CHASe: Client Heterogeneity-Aware Data Selection for Effective Federated Active Learning
Jun Zhang, Jue Wang, Huan Li, Zhongle Xie, Ke Chen, Lidan Shou
TL;DR
This work tackles federated active learning under client heterogeneity by introducing CHASe, a framework that prioritizes annotation for unlabeled samples with high epistemic variation (EV). It combines EV-based data selection, a boundary-calibration alignment loss, and a data-efficient mechanism (FAmS) to improve both effectiveness and efficiency in non-IID federations. Extensive experiments across image and text datasets, with varied federation settings, show CHASe consistently outperforms strong baselines and ablations, while reducing computational costs.
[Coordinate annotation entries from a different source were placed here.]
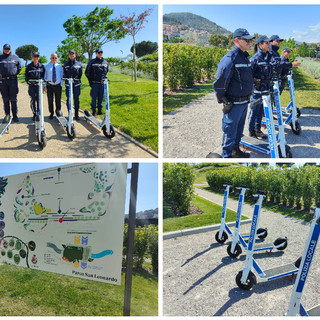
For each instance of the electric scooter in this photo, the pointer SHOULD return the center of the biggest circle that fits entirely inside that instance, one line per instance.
(295, 305)
(39, 120)
(68, 125)
(272, 147)
(5, 124)
(246, 279)
(105, 124)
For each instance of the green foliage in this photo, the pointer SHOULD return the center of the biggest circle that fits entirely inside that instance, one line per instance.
(145, 47)
(94, 29)
(286, 186)
(183, 65)
(25, 52)
(178, 179)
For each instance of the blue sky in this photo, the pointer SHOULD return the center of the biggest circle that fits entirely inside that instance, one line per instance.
(41, 25)
(147, 180)
(302, 22)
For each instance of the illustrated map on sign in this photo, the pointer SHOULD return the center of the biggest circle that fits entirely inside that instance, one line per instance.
(67, 220)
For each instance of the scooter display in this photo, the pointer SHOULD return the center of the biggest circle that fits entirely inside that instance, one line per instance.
(68, 124)
(105, 124)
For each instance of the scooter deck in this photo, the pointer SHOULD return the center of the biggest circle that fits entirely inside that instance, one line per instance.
(315, 311)
(255, 144)
(280, 271)
(4, 126)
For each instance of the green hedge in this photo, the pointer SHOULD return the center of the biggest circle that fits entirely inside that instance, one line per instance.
(286, 186)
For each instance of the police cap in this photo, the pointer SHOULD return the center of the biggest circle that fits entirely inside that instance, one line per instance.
(287, 49)
(275, 37)
(243, 33)
(263, 39)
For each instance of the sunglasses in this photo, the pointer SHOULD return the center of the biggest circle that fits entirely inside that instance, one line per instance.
(246, 40)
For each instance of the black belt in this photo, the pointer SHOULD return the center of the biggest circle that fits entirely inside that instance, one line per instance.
(238, 99)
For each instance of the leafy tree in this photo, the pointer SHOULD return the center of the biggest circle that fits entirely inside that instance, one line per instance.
(145, 47)
(25, 52)
(67, 45)
(132, 25)
(43, 59)
(94, 30)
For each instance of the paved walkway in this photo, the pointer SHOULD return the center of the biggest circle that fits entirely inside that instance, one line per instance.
(195, 130)
(199, 276)
(89, 143)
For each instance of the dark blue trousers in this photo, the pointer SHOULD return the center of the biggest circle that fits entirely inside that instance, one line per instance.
(97, 91)
(232, 127)
(9, 91)
(76, 94)
(34, 95)
(256, 113)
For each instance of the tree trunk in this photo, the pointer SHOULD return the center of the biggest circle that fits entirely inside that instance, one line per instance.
(134, 60)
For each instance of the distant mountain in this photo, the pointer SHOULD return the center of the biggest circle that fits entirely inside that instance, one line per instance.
(190, 20)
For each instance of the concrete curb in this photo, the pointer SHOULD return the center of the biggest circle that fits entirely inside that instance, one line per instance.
(187, 232)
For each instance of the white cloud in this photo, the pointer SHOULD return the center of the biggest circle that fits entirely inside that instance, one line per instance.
(312, 34)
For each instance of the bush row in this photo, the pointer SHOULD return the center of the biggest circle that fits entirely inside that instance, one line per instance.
(183, 65)
(178, 187)
(145, 245)
(287, 186)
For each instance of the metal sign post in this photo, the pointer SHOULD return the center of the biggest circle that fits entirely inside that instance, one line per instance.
(130, 245)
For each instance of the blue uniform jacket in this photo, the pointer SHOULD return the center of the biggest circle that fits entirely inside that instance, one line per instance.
(234, 77)
(34, 72)
(262, 68)
(97, 69)
(10, 65)
(73, 69)
(286, 66)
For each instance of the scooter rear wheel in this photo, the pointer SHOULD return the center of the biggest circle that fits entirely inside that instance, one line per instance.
(223, 239)
(109, 135)
(251, 281)
(296, 131)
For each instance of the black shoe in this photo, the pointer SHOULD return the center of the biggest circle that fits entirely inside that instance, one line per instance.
(260, 134)
(6, 118)
(237, 153)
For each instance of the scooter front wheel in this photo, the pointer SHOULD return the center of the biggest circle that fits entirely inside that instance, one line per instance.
(42, 140)
(111, 134)
(72, 134)
(296, 131)
(251, 281)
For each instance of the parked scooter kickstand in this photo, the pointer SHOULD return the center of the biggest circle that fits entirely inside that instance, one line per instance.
(295, 305)
(246, 279)
(39, 119)
(105, 124)
(68, 125)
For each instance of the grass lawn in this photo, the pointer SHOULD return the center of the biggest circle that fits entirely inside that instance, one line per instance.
(307, 91)
(175, 101)
(133, 106)
(211, 216)
(287, 211)
(27, 292)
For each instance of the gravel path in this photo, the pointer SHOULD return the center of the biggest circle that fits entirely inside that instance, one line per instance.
(90, 142)
(199, 276)
(195, 130)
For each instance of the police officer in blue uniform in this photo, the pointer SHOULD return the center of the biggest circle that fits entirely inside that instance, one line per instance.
(233, 88)
(34, 71)
(73, 69)
(96, 72)
(10, 67)
(262, 68)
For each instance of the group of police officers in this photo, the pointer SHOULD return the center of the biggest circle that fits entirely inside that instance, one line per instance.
(239, 79)
(53, 75)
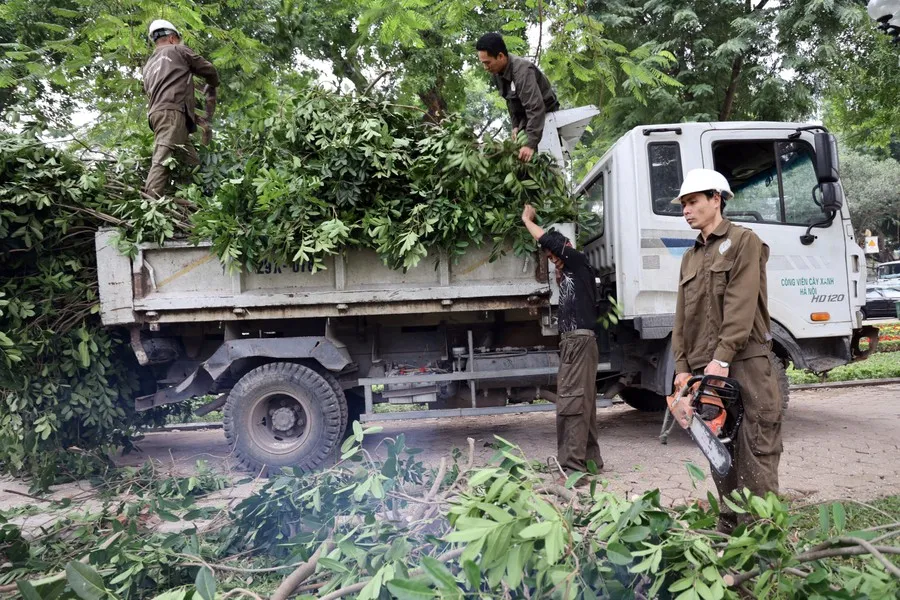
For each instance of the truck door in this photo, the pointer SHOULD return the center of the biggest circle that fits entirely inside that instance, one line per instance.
(773, 178)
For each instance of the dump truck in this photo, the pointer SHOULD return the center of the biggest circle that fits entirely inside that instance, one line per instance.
(292, 355)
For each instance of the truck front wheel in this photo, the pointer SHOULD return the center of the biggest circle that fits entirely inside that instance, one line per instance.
(283, 415)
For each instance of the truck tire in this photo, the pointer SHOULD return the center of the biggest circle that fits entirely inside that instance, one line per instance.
(643, 400)
(339, 392)
(283, 415)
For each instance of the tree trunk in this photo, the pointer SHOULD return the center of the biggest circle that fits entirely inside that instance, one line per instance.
(434, 101)
(728, 103)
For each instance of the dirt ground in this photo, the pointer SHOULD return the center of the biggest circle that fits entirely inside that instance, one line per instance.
(839, 443)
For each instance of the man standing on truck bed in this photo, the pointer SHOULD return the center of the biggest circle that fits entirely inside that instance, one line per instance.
(528, 94)
(169, 84)
(576, 383)
(722, 328)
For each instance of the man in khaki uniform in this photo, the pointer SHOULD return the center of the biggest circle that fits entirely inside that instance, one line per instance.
(722, 328)
(576, 383)
(169, 84)
(528, 94)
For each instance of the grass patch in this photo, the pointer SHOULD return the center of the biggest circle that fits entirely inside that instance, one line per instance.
(882, 365)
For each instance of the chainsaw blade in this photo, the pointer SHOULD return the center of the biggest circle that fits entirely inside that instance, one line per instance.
(711, 446)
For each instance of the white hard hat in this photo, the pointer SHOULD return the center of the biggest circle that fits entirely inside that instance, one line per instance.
(162, 24)
(703, 180)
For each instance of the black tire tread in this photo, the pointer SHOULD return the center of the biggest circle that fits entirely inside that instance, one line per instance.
(296, 374)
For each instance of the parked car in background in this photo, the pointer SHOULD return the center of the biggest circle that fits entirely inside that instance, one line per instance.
(883, 294)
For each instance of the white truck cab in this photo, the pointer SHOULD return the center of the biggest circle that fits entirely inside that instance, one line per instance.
(635, 238)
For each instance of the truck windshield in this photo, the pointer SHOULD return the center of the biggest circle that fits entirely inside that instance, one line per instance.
(772, 180)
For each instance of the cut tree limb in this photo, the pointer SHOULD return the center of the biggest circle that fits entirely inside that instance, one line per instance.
(292, 581)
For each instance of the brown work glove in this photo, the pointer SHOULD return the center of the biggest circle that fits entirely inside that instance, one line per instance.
(680, 404)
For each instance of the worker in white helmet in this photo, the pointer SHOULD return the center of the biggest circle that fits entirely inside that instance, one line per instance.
(722, 328)
(169, 85)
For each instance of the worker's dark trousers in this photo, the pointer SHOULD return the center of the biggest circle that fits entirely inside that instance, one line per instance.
(576, 408)
(170, 138)
(757, 450)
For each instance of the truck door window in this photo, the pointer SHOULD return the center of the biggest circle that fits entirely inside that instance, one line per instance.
(590, 211)
(665, 176)
(772, 180)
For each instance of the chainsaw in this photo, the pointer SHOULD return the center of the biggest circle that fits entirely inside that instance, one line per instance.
(709, 408)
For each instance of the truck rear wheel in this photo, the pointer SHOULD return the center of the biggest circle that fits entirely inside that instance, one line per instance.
(642, 399)
(283, 415)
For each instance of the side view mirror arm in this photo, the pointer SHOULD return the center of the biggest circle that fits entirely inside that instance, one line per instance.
(807, 238)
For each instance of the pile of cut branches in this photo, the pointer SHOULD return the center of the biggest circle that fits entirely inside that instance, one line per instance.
(323, 172)
(379, 524)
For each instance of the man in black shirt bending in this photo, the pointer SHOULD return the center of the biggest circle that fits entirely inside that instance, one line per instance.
(576, 384)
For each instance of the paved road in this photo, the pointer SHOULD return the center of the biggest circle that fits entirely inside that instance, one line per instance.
(839, 443)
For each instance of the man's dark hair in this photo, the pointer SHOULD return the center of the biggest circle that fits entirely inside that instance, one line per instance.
(493, 44)
(710, 193)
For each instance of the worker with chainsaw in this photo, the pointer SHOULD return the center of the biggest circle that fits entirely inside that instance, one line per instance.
(169, 85)
(528, 94)
(576, 383)
(722, 328)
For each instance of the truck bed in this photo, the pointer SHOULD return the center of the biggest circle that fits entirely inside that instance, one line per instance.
(181, 282)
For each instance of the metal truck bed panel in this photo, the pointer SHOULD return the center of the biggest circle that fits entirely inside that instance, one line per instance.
(180, 282)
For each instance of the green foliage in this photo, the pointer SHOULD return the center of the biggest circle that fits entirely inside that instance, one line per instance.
(479, 532)
(732, 60)
(872, 186)
(862, 88)
(881, 365)
(325, 172)
(65, 382)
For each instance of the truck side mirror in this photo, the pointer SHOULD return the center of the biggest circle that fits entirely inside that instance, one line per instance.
(826, 159)
(832, 197)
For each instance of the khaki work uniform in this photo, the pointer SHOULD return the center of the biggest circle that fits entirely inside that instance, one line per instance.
(529, 97)
(722, 313)
(576, 409)
(576, 383)
(169, 84)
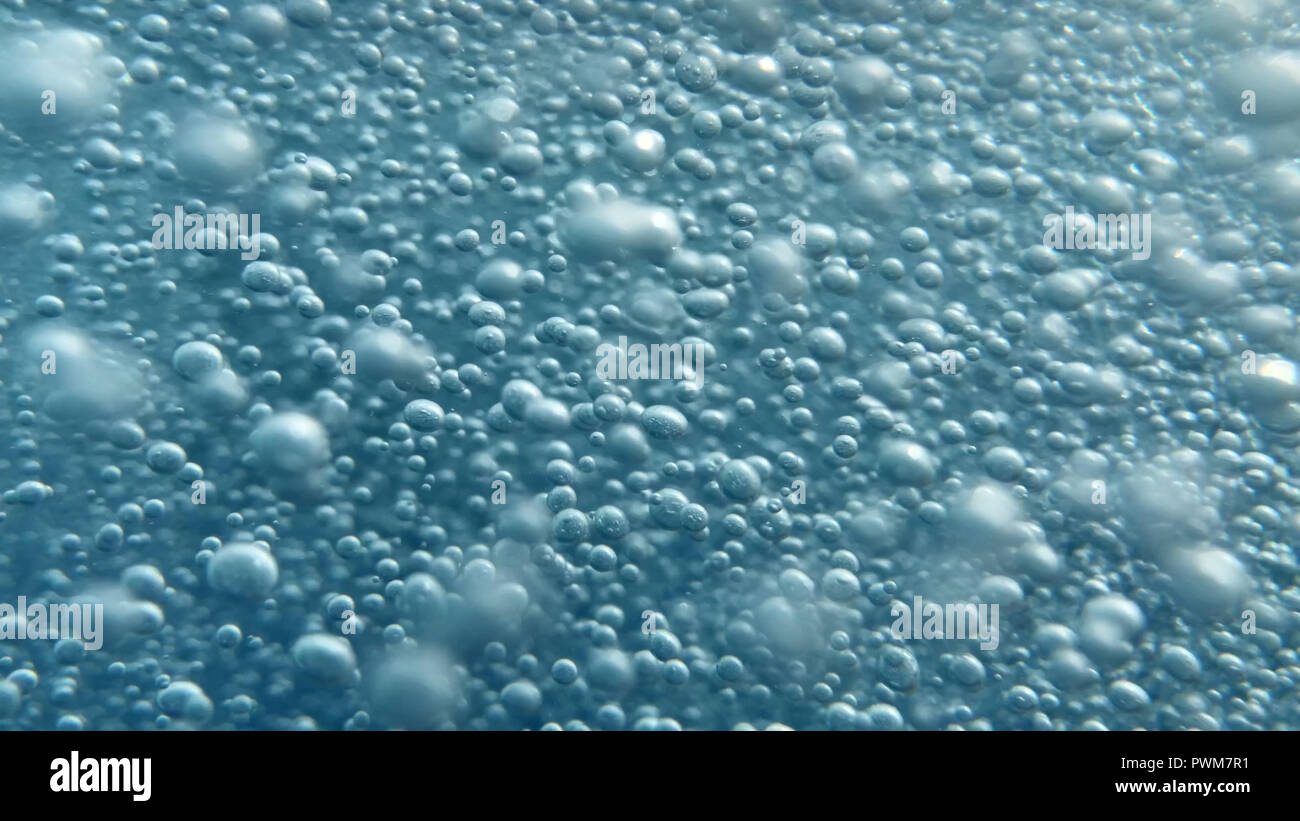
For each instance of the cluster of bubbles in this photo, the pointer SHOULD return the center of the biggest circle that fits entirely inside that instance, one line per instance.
(372, 478)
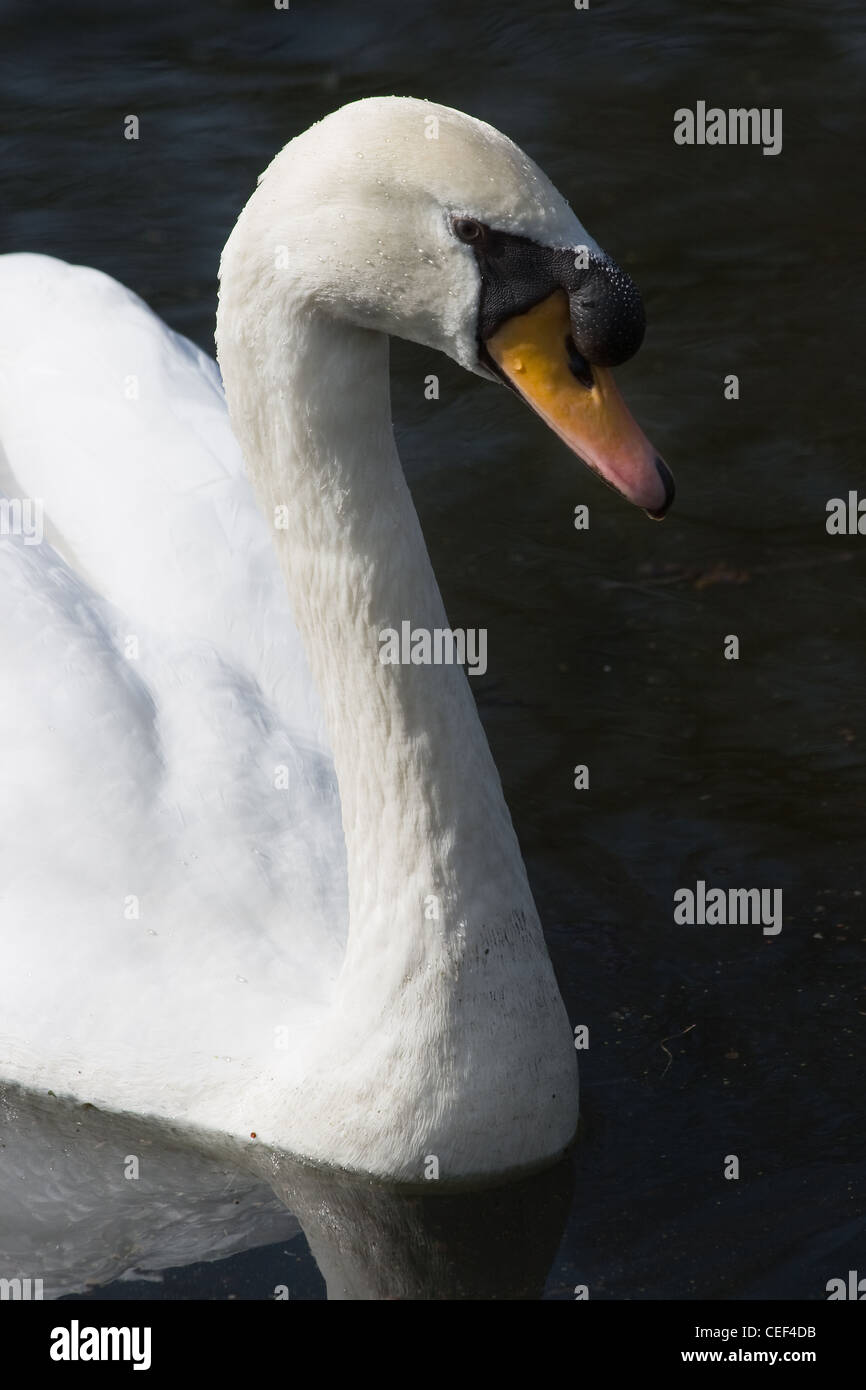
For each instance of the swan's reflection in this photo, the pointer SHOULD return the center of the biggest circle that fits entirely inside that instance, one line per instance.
(74, 1214)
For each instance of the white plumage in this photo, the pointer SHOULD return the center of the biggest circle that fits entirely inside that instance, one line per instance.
(186, 927)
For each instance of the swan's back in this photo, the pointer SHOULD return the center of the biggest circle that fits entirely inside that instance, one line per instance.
(170, 834)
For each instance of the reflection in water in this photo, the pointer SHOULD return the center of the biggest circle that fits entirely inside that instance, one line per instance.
(71, 1216)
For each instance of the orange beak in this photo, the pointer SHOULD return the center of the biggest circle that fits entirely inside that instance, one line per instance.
(533, 352)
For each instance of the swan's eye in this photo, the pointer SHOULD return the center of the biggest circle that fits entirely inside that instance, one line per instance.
(467, 230)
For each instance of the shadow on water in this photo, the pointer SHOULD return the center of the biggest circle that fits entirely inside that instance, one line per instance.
(605, 647)
(107, 1207)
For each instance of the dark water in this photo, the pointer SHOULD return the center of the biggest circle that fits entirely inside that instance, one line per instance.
(606, 645)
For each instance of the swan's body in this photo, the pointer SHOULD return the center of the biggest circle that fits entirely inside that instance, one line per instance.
(335, 943)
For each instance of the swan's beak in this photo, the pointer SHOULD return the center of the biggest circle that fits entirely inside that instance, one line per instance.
(537, 355)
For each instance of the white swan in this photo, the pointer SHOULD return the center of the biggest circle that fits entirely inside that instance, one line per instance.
(243, 888)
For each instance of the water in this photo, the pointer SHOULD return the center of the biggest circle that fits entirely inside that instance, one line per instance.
(605, 647)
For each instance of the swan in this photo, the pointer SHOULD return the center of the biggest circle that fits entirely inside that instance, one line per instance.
(255, 880)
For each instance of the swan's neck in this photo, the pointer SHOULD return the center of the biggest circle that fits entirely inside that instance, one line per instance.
(428, 837)
(445, 951)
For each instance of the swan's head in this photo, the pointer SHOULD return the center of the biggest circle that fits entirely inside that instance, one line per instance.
(423, 223)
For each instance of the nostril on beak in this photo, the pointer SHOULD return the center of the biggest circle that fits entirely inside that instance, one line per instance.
(670, 489)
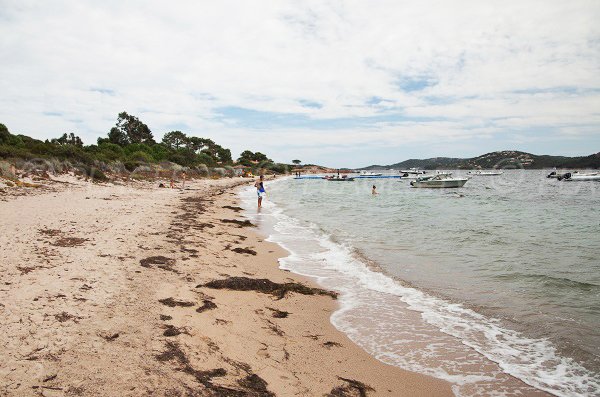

The approach offers practical implications for scalable, privacy-preserving active learning in cross-client environments and provides a solid foundation for future exploration of EV-guided data selection and boundary calibration in federated learning.
Abstract
Active learning (AL) reduces human annotation costs for machine learning systems by strategically selecting the most informative unlabeled data for annotation, but performing it individually may still be insufficient due to restricted data diversity and annotation budget. Federated Active Learning (FAL) addresses this by facilitating collaborative data selection and model training, while preserving the confidentiality of raw data samples. Yet, existing FAL methods fail to account for the heterogeneity of data distribution across clients and the associated fluctuations in global and local model parameters, adversely affecting model accuracy. To overcome these challenges, we propose CHASe (Client Heterogeneity-Aware Data Selection), specifically designed for FAL. CHASe focuses on identifying those unlabeled samples with high epistemic variations (EVs), which notably oscillate around the decision boundaries during training. To achieve both effectiveness and efficiency, \model{} encompasses techniques for 1) tracking EVs by analyzing inference inconsistencies across training epochs, 2) calibrating decision boundaries of inaccurate models with a new alignment loss, and 3) enhancing data selection efficiency via a data freeze and awaken mechanism with subset sampling. Experiments show that CHASe surpasses various established baselines in terms of effectiveness and efficiency, validated across diverse datasets, model complexities, and heterogeneous federation settings.